EU Regulatory Panel Recommends Against Approval of Eisai, Biogen’s Leqembi for Alzheimer’s

The EMA's former headquarters in London

The EMA’s former headquarters in London

iStock, Lubo Invanko

The European Medicines Agency’s Committee for Medicinal Products for Human Use found that Leqembi’s benefits do not outweigh the risks of severe side effects associated with the treatment.

The European Medicines Agency’s Committee for Medicinal Products for Human Use announced Friday that it has adopted a negative opinion on Biogen and Eisai’s Alzheimer’s disease treatment Leqembi, citing the risk of side effects associated with the treatment.

The Committee for Medicinal Products for Human Use (CHMP) recommended not granting a marketing authorization for Leqembi. The committee contends that the effect of the delay of cognitive decline from the drug does not “counterbalance the risk of serious side events.” This is due to the “frequent occurrence” of amyloid-related imaging abnormalities (ARIA), which involves swelling and potential bleeding in the brain.

The CHMP also noted its concerns that the risk of ARIA is more pronounced in people who have a particular form of the gene for the protein apolipoprotein E, also called ApoE4. The risk for these patients is highest in people with two copies of the ApoE4 gene, who are at risk of developing Alzheimer’s and who would seek Leqembi as a potential treatment.

Ultimately, the CHMP said Leqembi’s benefits were “not large enough” to outweigh the risks. During Leqembi’s approval process in the U.S., issues over ARIA were brought up in FDA briefing documents, but a panel of external advisors found the risk-benefit profile acceptable.

“We are extremely disappointed by the CHMP’s negative opinion and understand that this may also be disappointing for the wider Alzheimer’s disease community. [Alzheimer’s disease] is an irreversible, neurodegenerative disease that poses significant challenges to those living with [Alzheimer’s], their care partners and society,” Lynn Kramer, chief clinical officer at Eisai, said in a statement.

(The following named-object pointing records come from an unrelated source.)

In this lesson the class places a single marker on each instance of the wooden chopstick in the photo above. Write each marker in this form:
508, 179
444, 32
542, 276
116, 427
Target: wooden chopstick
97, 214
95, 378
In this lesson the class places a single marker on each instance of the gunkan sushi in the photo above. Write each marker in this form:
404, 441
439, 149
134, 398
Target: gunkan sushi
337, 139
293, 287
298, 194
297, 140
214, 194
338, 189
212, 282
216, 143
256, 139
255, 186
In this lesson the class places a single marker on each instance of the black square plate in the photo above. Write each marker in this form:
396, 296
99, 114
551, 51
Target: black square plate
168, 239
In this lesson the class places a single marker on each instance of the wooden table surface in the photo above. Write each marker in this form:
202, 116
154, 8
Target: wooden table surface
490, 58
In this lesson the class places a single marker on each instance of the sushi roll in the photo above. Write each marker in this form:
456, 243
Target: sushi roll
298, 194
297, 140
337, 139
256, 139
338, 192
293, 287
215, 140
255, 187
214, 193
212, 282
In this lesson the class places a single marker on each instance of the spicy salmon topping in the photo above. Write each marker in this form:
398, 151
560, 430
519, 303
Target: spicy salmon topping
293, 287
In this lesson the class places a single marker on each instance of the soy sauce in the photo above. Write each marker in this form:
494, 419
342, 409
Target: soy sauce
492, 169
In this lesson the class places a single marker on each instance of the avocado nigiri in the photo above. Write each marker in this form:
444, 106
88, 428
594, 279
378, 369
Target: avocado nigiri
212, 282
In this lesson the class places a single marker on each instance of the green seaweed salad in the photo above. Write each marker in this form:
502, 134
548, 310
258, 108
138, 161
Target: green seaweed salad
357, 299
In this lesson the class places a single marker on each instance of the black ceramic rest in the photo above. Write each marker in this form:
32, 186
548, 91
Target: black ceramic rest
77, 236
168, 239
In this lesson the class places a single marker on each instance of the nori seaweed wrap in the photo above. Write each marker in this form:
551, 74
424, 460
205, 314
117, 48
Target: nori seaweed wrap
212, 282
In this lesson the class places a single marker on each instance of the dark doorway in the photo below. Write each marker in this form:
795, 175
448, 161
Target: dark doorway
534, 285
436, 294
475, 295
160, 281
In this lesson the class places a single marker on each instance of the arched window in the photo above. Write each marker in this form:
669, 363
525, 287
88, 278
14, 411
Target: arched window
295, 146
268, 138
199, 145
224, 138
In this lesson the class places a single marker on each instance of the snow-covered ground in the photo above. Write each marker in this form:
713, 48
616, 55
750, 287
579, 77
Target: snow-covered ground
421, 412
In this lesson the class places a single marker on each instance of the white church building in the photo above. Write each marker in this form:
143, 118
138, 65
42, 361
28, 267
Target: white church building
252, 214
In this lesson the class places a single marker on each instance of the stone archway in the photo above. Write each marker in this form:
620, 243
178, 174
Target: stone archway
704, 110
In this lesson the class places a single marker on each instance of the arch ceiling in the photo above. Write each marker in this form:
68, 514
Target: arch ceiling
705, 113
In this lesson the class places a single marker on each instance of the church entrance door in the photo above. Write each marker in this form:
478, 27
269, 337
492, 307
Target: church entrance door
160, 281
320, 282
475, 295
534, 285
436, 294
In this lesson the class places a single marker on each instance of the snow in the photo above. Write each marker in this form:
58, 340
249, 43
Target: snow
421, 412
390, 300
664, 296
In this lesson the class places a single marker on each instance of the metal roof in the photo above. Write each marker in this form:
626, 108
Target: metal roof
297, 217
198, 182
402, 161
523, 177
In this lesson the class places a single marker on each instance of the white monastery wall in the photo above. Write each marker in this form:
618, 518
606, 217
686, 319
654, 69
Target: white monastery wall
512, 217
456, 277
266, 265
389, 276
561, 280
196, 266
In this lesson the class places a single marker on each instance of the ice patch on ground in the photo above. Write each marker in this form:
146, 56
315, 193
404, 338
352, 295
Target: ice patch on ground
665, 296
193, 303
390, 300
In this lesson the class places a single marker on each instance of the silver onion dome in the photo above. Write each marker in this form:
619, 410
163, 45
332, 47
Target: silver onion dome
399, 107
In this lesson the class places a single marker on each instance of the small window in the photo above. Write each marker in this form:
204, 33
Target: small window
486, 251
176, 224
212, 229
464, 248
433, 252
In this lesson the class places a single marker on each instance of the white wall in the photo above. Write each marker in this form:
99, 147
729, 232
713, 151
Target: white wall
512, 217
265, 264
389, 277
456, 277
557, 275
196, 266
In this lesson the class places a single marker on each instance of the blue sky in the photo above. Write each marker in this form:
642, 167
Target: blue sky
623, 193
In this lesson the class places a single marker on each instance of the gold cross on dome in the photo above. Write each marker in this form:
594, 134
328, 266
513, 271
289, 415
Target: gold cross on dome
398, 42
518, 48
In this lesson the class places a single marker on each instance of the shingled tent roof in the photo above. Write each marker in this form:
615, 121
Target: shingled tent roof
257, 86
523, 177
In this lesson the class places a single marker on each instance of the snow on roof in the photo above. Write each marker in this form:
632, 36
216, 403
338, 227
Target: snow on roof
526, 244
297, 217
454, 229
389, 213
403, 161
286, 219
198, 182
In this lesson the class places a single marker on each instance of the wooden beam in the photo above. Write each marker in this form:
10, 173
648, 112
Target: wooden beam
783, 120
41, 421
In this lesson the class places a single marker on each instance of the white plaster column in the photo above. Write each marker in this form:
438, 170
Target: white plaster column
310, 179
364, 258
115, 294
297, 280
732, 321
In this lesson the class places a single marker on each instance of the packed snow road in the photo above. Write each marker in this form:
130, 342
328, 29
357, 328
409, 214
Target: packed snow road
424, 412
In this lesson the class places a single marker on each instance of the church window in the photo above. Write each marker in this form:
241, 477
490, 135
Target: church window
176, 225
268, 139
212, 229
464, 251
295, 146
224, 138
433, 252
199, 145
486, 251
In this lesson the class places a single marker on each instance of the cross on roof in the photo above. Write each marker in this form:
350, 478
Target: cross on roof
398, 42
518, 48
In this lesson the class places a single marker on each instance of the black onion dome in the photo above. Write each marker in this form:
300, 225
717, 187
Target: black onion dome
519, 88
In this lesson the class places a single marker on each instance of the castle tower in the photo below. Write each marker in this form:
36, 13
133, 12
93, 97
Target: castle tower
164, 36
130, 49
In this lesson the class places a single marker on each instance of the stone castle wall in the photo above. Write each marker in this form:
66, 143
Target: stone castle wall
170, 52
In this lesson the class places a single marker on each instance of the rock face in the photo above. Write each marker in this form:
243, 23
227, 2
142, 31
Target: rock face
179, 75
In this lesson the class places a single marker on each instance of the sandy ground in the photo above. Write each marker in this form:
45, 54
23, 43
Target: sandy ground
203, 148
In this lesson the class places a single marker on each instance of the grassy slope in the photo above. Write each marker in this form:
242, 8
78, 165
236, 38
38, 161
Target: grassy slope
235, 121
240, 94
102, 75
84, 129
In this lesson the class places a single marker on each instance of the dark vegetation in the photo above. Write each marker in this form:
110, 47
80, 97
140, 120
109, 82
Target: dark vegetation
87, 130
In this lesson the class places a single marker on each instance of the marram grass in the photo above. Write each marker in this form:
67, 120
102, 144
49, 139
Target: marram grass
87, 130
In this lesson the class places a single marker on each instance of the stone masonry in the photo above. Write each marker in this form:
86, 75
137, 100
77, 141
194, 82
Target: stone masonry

Eisai will seek a reexamination and plans to work with the “relevant authorities” to get approval into the European Union. Jefferies analysts in a note to investors said that such a process could take around 60 days of active review and that around 39% of EU reexaminations become positive. However, analysts opined that expectations at this point “would be very low” and that a narrow label could result.

“While this is another setback for [Biogen], we are reminded that at least 2/3 of Leqembi sales estimates are forecast from the U.S., where it continues to grow steadily,” Jefferies analysts wrote.

Jefferies analysts are focused on the subcutaneous submission and approval that should come next year, which is expected to drive sales up further. They predict Leqembi’s sales for the second quarter of 2024 to be around $30 million.

Bank of Montreal Capital Markets analysts noted that Europe is not the largest market for the drug. However, it does characterize a “significant revenue opportunity” that can help speed up a “slow-building launch.” The analysts estimate peak Leqembi revenues in the EU to be $1.6 billion.

In the first quarter of 2024, the drug pulled in around $19 million in sales. The monoclonal antibody is already approved in the U.S., Japan, China, South Korea, Hong Kong and Israel.